И страшное слово точно молоток ударило меня: «Шок!»
«Врача, врача! Это шок!» — застучало в моих висках, и я бросилась вон из палатки.
От свежего воздуха у меня закружилась голова. Недвижно стояли тёмные ели. Ещё существует какой-то другой мир, кроме палатки! Я побежала к блиндажу командира, потому что не знала, где сейчас врач. «Не успеешь, не успеешь, не успеешь», — шептал мне кто-то в ухо. Я добежала до командирского блиндажа и с разбегу толкнула дверь. Блиндаж был пуст.
«Наверно, он где-нибудь в палатках», — мелькнуло у меня в голове, а тот же проклятый голос шептал мне в ухо: «Там уже всё кончено, ведь это шок».
Я услышала шум автомобильного мотора. Прямо из леса, ломая придорожные сучья, выехала машина-«санитарка». Машина подъехала к блиндажу, дверцы кабины открылись, и оттуда вышел Андрей Фёдорович. И тогда меня разом оставили все силы, я, точно девчонка, разрыдалась, бросилась к Андрею Фёдоровичу и, схватив его за плечи, закричала:
— Скорее, ради бога скорее!

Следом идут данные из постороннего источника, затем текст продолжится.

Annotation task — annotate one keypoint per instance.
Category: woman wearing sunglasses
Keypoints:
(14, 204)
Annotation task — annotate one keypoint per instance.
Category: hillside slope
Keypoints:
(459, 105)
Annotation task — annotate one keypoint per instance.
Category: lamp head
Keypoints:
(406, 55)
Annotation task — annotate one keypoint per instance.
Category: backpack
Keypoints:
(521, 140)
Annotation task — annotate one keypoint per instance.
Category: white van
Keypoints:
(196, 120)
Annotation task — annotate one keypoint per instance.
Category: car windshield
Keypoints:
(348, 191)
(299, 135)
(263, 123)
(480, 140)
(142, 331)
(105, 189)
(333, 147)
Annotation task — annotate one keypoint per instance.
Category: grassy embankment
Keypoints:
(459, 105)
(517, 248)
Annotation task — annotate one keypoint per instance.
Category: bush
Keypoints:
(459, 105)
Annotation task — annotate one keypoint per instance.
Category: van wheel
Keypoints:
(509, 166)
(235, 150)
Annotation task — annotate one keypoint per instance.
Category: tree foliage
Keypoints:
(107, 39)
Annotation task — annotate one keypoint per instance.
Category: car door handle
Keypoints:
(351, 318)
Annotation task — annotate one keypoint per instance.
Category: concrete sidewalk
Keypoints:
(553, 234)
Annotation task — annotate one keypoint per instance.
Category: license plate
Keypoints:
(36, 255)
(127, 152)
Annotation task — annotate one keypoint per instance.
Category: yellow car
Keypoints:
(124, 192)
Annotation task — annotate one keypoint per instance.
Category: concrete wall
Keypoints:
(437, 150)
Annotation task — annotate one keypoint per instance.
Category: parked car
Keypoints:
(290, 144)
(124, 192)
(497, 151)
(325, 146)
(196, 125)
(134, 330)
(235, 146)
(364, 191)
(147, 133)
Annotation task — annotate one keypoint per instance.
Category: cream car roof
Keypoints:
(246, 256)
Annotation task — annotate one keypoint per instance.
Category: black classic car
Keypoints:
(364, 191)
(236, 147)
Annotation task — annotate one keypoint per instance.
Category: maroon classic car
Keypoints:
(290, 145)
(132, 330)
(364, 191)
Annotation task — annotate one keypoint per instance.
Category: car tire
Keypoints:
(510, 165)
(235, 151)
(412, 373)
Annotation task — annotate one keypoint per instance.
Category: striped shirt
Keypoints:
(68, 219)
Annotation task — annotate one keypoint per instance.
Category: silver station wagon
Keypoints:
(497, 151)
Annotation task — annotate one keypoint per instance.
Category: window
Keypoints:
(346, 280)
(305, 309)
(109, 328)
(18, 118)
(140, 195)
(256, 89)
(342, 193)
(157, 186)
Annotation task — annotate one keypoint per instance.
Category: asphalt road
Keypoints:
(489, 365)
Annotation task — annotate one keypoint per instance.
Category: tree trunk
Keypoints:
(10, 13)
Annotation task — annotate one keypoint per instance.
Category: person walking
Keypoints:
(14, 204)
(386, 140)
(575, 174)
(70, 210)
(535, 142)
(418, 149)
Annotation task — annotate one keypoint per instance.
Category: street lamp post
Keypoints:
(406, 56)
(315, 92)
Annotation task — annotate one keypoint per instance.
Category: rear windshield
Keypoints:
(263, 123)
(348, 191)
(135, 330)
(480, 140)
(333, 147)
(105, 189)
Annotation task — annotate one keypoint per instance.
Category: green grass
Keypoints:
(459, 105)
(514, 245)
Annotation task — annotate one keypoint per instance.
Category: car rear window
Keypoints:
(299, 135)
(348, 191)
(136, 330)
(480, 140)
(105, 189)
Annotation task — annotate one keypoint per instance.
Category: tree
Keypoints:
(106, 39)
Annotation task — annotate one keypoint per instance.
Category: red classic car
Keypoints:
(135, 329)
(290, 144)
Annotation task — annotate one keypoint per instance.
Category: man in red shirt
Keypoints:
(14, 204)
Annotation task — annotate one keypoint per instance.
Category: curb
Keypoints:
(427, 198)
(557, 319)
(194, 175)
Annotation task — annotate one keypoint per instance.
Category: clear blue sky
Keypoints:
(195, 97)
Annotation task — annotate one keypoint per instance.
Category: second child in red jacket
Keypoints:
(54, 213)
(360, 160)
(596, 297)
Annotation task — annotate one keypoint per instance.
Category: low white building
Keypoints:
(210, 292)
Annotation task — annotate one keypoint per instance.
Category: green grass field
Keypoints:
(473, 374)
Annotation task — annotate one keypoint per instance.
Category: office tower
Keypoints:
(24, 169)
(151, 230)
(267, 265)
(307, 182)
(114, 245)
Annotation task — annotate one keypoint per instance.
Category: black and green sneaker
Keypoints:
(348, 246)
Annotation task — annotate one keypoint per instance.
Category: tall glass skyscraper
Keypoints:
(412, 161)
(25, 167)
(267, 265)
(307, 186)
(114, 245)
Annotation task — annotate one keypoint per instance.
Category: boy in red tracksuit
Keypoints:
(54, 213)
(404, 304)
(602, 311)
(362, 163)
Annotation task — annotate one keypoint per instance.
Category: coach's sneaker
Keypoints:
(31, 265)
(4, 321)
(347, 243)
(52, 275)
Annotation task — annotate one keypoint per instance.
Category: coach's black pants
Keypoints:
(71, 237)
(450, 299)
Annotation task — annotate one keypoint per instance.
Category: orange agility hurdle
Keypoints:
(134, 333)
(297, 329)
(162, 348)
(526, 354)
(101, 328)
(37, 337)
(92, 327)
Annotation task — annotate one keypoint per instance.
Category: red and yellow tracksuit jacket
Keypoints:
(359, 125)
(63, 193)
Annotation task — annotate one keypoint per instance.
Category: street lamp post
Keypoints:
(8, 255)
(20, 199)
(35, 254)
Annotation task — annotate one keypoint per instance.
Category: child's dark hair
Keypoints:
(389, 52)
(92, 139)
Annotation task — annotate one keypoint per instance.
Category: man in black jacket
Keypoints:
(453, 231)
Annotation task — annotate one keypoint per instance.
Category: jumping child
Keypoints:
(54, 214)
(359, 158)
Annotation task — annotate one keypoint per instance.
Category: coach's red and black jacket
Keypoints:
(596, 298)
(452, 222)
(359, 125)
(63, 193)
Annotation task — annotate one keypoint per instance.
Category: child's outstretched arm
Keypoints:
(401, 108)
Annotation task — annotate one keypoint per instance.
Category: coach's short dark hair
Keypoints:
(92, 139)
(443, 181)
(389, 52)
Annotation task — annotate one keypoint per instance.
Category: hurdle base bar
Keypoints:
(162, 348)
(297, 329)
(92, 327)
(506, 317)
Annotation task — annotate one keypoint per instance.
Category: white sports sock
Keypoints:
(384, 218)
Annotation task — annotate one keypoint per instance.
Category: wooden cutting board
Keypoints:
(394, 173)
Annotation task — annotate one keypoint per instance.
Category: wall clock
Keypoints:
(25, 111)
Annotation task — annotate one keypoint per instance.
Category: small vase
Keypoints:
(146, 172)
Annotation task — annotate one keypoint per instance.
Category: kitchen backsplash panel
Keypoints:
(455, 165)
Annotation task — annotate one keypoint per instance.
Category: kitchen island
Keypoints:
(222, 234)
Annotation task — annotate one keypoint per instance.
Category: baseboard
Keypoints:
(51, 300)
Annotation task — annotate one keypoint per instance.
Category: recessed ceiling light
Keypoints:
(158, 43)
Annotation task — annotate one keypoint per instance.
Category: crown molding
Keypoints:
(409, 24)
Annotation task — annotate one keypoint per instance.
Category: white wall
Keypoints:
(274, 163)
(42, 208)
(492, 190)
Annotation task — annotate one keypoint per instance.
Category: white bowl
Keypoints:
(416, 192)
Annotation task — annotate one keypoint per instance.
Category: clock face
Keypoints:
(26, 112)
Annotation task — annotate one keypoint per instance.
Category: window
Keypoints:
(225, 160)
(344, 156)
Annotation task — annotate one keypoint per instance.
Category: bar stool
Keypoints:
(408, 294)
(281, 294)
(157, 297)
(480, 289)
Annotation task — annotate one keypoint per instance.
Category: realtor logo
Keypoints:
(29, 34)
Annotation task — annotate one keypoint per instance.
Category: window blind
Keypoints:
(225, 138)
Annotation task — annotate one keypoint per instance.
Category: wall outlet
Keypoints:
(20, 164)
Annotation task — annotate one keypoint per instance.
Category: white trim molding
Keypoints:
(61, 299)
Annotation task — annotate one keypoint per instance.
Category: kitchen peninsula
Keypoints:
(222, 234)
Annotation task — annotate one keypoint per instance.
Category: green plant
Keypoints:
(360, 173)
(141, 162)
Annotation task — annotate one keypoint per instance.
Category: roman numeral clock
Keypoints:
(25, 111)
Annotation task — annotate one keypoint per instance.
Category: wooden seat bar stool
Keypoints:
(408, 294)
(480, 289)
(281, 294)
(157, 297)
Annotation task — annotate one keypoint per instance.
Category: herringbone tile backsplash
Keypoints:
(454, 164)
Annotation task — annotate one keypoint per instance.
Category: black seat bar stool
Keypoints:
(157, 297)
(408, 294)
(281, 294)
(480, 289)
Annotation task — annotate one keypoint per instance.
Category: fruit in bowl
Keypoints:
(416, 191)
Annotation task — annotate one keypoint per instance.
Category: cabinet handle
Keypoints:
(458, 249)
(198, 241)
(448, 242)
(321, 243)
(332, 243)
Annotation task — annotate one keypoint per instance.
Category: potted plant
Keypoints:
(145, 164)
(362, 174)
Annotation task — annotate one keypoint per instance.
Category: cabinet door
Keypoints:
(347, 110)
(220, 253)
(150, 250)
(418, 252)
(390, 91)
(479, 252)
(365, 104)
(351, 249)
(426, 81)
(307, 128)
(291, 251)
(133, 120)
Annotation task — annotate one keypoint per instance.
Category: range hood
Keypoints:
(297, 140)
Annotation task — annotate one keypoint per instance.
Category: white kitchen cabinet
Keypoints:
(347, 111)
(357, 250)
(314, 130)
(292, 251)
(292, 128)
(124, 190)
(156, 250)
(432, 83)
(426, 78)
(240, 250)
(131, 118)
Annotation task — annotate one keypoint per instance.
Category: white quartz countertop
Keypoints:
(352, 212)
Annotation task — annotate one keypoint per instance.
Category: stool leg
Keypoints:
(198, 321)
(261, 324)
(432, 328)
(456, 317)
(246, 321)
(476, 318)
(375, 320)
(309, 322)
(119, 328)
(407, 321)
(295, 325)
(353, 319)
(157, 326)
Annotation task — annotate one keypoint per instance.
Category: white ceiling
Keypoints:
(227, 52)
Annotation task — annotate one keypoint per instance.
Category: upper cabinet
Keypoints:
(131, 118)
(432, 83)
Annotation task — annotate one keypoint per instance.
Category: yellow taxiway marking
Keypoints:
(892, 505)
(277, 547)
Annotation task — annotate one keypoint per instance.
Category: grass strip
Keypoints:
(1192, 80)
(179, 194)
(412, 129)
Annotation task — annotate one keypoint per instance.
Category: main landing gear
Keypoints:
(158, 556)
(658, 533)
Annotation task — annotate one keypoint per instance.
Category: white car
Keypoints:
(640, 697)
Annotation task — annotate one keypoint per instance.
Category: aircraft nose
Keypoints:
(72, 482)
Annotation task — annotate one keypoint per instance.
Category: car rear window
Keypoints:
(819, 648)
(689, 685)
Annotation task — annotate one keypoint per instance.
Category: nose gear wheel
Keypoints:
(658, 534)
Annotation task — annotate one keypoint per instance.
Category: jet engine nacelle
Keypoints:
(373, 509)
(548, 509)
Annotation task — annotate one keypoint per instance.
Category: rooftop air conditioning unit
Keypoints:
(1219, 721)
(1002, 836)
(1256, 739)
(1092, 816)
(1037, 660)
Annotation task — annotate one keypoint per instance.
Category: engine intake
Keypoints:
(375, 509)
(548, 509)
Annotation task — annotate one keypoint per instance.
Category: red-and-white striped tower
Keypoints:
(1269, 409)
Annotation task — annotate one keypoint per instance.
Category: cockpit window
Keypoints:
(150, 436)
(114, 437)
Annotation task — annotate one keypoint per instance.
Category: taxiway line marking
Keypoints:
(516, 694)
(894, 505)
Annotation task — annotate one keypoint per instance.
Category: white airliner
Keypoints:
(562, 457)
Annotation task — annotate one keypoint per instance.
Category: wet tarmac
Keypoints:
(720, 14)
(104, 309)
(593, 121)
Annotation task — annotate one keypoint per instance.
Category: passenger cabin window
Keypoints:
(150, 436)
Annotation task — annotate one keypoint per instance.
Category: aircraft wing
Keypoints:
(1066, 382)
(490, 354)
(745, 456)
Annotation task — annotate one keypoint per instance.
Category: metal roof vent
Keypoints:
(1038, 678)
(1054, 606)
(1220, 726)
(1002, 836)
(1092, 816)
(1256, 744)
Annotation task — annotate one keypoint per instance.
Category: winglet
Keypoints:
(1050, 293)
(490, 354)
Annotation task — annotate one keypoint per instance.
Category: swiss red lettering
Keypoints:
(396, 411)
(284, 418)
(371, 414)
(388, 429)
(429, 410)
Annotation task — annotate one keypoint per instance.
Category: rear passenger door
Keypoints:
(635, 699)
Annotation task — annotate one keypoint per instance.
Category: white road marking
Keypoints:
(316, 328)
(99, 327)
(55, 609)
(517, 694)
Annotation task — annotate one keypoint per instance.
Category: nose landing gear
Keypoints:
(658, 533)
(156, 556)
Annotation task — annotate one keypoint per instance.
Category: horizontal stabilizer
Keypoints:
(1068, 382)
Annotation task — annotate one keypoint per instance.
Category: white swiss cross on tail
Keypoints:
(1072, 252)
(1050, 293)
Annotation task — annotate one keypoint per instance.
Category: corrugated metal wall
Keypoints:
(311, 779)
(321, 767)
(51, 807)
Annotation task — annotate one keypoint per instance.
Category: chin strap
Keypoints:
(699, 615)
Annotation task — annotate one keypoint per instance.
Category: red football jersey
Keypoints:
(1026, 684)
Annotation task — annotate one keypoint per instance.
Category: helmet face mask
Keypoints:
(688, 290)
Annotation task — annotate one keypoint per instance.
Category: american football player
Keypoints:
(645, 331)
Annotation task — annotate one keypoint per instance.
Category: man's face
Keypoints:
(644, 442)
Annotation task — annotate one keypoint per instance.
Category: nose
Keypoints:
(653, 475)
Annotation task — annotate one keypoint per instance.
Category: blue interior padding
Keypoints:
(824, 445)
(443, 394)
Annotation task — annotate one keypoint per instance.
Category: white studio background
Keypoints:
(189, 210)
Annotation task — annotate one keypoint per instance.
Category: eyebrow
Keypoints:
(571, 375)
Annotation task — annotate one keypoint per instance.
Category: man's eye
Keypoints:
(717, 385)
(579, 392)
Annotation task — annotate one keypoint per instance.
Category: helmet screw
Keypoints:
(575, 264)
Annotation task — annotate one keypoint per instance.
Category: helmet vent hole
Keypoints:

Там Саша, Саша, он умирает!
…С тех пор прошло четыре часа. Ему два раза вводили физиологический раствор, глюкозу с инсулином, сделали переливание крови. Сейчас он лежит в шоковой палате, обложенный грелками. Андрей Фёдорович там. Моя смена кончилась, и Андрей Фёдорович запретил мне идти в шоковую палату. Сейчас жизнь Саши в его руках…
Я совершенно спокойна, хотя не уверена, будет ли он жить, ведь я знаю, сама медик. И всё-таки не могу больше плакать, не могу кричать.
Я могу только думать. Думать о том, что всего лишь день назад была счастлива. Я знала, что он жив-здоров и что оба мы делаем то, что должны делать для того, чтобы в конце концов встретиться. Как это жутко, что очарование счастья ощущается особенно сильно, когда это счастье разбито. «Если он умрёт, я буду совсем одна, — подумала я, и тут же пришла другая мысль: — Как это я могла подумать: „Если он умрёт!..“».